At Work: Partnerships - Collaborators Non-profits working together

Mathew Little

Coalition is a runaway success.

The UK Coalition on Runaways works to meet the needs of smaller charities.

For the founders of the UK Coalition on Runaways, size really does matter. The group is unusual among charity partnerships in that it was deliberately set up to meet the needs of smaller organisations.

"We wanted to get the smaller organisations involved, the ones that don't always get the chance to meet government," says Andy McCullough, UK policy and strategy adviser at Crewe-based charity Railway Children.

He adds: "The idea behind the coalition is to have an honest dialogue about the relationships between larger and smaller charities."

McCullough joined Railway Children, which helps street children, from the Children's Society and was immediately struck by the sense of isolation. "For the first time, I felt quite excluded from what was going on, from the sharing of knowledge," he says.
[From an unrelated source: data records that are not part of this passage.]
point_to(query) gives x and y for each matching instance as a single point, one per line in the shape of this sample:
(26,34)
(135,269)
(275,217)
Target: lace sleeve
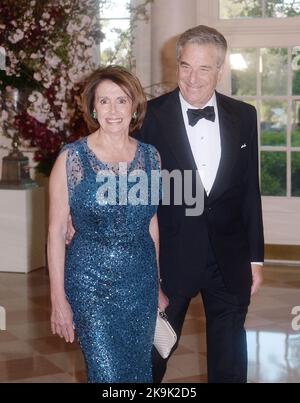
(74,167)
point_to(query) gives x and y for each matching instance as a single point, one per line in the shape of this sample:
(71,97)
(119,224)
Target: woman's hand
(62,319)
(163,300)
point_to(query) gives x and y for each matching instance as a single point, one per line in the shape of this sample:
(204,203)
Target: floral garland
(49,50)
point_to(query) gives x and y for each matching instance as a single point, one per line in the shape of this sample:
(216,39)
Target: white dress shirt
(205,142)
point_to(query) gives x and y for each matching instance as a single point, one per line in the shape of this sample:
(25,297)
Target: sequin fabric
(111,270)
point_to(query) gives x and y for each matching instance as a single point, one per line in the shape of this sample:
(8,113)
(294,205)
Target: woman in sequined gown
(106,287)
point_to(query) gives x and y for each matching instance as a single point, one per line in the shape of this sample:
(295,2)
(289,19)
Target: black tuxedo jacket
(232,219)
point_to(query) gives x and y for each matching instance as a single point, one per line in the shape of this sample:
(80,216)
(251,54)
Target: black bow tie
(196,114)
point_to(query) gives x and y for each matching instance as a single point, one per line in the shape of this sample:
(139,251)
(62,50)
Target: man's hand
(70,231)
(257,278)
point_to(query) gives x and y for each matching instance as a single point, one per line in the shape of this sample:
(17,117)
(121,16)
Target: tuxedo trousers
(225,333)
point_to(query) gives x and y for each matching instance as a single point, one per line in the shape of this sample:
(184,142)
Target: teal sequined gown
(111,270)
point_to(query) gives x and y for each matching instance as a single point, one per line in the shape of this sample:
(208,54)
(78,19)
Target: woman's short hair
(203,35)
(125,80)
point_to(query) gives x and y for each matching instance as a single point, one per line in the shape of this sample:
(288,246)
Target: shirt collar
(186,105)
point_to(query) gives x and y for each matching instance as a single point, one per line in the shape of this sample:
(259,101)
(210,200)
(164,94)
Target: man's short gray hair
(203,35)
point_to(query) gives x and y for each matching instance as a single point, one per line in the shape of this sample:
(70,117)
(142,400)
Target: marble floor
(29,353)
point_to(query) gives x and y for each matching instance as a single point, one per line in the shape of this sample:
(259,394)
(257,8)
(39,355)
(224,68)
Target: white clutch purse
(165,336)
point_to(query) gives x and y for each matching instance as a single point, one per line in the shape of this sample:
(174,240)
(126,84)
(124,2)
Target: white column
(169,18)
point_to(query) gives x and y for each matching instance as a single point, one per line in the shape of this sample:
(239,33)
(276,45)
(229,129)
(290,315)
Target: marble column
(169,18)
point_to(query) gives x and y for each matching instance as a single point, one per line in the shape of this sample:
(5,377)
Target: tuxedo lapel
(175,132)
(229,134)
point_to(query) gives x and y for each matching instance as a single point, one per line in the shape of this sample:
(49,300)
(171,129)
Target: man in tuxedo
(220,252)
A meeting was organised with his old employers, Get Connected and the National Missing Person's Helpline, which runs the Runaway Helpline, and the idea of the coalition was born.

Still in its early stages, the coalition helped persuade MPs Helen Southworth (Labour, Warrington South) and Paul Burstow (Liberal Democrat, Sutton and Cheam) to set up the All-Party Parliamentary Group on Runaways. The group now has the support of 30 MPs.
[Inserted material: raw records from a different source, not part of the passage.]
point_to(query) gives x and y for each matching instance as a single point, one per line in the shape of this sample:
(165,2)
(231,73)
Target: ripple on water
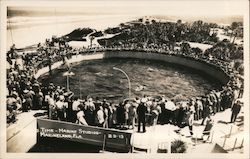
(97,78)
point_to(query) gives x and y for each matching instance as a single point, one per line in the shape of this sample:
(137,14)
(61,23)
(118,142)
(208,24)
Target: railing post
(241,145)
(234,143)
(212,137)
(224,142)
(230,131)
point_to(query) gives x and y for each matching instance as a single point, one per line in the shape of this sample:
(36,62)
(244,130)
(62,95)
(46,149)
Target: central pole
(67,83)
(129,84)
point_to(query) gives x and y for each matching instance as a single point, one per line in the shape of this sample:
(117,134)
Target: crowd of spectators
(26,93)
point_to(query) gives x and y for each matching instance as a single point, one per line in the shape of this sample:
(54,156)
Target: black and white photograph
(125,79)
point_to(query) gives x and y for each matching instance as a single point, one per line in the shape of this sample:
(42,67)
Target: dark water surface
(97,78)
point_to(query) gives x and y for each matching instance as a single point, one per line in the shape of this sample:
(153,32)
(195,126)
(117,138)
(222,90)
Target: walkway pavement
(22,135)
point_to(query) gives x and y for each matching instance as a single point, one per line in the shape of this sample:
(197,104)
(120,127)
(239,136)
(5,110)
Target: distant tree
(235,30)
(178,146)
(179,21)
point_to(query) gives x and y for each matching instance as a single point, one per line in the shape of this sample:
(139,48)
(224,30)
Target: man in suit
(235,110)
(141,112)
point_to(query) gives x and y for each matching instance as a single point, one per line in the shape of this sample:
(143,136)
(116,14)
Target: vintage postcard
(129,79)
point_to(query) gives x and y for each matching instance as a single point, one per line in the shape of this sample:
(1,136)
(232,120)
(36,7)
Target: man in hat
(141,112)
(235,110)
(61,107)
(27,100)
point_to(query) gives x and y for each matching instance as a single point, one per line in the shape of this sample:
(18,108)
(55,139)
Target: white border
(240,7)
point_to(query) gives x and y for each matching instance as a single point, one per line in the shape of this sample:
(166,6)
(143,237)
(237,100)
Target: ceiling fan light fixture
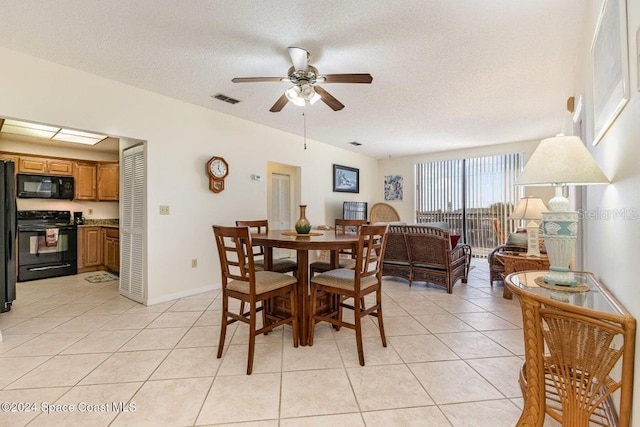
(293,95)
(307,92)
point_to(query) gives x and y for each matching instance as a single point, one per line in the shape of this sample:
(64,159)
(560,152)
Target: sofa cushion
(517,239)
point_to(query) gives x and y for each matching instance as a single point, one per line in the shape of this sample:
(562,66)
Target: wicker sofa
(425,253)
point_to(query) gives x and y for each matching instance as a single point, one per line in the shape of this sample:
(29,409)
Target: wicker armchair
(396,256)
(496,267)
(382,212)
(432,258)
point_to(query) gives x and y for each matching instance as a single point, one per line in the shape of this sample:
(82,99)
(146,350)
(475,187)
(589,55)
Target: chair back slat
(370,253)
(429,245)
(259,226)
(236,256)
(345,226)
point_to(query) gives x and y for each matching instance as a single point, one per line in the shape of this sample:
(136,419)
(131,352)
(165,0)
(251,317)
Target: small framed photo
(346,179)
(393,187)
(610,66)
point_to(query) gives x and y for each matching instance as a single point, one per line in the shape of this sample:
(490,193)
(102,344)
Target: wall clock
(218,169)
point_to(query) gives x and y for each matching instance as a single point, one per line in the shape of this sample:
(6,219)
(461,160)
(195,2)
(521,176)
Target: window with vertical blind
(475,196)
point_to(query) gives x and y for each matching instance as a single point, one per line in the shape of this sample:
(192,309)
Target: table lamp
(530,208)
(561,161)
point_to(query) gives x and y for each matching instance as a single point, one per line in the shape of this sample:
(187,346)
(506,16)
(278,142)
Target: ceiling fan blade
(347,78)
(299,58)
(279,105)
(328,99)
(258,79)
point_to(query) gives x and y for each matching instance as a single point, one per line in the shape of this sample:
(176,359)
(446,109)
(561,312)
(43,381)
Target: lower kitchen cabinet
(89,247)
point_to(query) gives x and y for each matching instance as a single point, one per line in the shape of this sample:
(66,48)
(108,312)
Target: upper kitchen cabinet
(43,165)
(11,158)
(85,174)
(108,181)
(96,181)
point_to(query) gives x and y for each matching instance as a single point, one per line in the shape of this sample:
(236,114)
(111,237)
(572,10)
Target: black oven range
(47,245)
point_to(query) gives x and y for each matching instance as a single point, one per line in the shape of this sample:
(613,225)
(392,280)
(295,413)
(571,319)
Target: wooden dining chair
(346,283)
(347,257)
(240,280)
(278,265)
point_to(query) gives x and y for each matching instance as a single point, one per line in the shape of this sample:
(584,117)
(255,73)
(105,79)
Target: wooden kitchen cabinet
(44,165)
(85,174)
(89,247)
(111,251)
(108,181)
(11,158)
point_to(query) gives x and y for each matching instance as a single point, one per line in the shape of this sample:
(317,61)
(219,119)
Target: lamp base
(560,234)
(533,239)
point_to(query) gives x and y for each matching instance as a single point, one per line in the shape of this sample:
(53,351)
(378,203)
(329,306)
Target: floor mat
(102,277)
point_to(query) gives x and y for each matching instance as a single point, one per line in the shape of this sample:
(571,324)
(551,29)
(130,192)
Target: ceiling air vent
(225,98)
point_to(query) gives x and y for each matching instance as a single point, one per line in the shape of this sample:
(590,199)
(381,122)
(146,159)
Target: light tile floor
(77,353)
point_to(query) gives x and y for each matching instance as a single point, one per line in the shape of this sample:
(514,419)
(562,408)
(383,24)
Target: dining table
(303,244)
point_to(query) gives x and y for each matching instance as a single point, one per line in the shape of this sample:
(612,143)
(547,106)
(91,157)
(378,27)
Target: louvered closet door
(132,250)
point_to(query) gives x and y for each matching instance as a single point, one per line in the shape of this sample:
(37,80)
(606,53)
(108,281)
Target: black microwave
(45,187)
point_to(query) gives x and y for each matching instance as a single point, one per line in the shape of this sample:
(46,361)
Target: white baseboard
(178,295)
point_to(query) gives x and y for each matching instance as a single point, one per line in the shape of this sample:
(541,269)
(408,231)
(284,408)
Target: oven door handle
(50,267)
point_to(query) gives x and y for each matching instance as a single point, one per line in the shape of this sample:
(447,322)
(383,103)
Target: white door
(132,224)
(280,214)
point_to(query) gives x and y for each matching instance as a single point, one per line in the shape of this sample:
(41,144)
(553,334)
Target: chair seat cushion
(430,266)
(265,281)
(279,265)
(399,263)
(326,265)
(343,278)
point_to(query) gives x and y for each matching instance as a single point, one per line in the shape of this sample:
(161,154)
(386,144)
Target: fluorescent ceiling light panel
(19,130)
(51,132)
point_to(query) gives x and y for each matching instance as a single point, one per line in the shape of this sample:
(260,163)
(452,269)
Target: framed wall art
(346,179)
(393,187)
(610,66)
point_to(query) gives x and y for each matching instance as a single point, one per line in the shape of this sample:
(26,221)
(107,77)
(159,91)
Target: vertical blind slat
(470,194)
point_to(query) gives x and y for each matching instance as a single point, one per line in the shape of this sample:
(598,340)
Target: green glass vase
(303,226)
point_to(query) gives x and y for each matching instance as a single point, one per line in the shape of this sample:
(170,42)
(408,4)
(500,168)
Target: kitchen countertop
(109,223)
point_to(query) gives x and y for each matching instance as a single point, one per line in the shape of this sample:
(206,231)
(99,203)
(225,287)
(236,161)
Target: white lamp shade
(561,160)
(529,208)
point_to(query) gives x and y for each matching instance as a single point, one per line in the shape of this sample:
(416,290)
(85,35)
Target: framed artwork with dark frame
(346,179)
(610,66)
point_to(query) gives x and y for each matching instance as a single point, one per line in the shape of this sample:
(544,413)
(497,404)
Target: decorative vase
(303,226)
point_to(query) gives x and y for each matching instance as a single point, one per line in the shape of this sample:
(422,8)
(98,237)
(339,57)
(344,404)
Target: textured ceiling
(446,74)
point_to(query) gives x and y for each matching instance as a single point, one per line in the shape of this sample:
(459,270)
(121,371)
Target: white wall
(180,139)
(405,166)
(612,241)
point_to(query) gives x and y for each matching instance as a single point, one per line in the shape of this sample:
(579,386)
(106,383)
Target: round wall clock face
(218,168)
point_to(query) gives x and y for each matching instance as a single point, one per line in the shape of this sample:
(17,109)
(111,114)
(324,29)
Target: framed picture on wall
(610,66)
(393,187)
(346,179)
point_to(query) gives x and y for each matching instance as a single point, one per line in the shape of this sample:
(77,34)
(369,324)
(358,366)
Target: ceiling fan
(305,79)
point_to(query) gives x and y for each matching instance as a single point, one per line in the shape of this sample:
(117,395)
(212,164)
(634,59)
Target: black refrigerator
(7,235)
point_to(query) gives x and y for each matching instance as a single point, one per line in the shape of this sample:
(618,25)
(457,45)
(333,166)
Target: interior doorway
(283,195)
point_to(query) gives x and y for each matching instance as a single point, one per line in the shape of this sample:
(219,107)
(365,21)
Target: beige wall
(612,228)
(180,138)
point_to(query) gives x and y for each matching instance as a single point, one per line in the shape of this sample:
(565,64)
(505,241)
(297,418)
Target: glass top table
(573,341)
But the young coalition's main aim was to recruit smaller organisations.

"We went to the small ones first on purpose," says McCullough. Groups such as Alternatives to Running Away, based in Gloucester, Talk Don't Walk from Warrington and Yorkshire's Safe At Last were among the first to join.
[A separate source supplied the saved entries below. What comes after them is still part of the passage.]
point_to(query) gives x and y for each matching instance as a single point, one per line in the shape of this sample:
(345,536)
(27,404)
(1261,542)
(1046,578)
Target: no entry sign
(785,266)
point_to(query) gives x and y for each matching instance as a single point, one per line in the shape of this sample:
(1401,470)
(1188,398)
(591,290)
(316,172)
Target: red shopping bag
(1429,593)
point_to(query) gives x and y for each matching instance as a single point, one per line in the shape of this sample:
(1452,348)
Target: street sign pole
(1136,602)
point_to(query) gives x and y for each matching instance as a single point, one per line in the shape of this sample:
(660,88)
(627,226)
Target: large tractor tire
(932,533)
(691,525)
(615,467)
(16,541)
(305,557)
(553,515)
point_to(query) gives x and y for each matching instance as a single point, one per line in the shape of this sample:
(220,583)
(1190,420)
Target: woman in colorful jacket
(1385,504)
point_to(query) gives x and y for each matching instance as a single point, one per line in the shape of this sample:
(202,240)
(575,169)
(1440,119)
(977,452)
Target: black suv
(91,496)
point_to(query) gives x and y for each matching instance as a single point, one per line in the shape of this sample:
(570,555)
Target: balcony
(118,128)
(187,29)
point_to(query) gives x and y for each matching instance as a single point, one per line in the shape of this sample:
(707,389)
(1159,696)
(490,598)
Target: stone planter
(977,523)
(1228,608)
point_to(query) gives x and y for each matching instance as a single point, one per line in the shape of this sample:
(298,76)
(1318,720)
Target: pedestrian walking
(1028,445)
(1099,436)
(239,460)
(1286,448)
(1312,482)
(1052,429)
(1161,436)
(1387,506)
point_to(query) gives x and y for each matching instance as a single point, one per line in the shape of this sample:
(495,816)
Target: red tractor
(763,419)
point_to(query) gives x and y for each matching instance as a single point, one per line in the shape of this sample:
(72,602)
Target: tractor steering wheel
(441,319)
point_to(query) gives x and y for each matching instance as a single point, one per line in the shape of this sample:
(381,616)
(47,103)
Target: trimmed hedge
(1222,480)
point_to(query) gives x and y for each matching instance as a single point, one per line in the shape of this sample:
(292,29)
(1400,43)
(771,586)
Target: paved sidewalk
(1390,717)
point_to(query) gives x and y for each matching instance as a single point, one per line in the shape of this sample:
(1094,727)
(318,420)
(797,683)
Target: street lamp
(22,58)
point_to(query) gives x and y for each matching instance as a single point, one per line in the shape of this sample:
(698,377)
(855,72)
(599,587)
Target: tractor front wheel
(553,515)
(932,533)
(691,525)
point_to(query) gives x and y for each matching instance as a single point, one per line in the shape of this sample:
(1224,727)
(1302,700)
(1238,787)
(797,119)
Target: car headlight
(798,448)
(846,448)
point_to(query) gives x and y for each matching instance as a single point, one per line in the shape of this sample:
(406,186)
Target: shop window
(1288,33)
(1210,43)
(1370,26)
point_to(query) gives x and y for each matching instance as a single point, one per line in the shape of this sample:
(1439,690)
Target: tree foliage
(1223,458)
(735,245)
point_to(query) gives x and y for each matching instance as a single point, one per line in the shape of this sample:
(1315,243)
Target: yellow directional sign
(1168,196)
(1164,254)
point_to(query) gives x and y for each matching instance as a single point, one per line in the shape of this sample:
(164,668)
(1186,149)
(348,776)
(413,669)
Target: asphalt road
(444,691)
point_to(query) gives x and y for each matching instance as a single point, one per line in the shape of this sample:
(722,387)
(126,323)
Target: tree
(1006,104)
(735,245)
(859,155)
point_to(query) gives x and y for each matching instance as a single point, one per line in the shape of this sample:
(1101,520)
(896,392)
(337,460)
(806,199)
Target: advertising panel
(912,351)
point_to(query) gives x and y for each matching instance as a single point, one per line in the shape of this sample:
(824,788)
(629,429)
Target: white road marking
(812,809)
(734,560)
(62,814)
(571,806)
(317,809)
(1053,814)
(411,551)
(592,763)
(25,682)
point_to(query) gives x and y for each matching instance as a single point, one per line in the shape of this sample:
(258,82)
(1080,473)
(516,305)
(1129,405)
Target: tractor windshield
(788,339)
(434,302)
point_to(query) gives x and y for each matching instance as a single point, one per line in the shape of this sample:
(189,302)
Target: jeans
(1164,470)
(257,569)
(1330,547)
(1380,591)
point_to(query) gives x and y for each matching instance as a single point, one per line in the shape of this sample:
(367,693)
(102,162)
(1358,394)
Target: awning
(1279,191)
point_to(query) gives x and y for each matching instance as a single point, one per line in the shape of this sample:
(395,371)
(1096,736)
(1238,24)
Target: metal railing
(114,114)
The coalition was formally launched last month, with a membership of 27. The NSPCC, which now runs ChildLine, is among the larger charities that have now joined.

A paid independent chair will be appointed to "counterbalance the view that the big charities always get their feet under the table", as McCullough puts it.

Depending on the desires of the membership, the coalition can share best practice, launch campaigns or attempt to influence government behind the scenes.

"I think that when large charities get involved, they tend to want to run with things because they have larger infrastructures," says McCullough.

"But so far I have been pleasantly surprised that they do understand it's a coalition and we have to find common ground."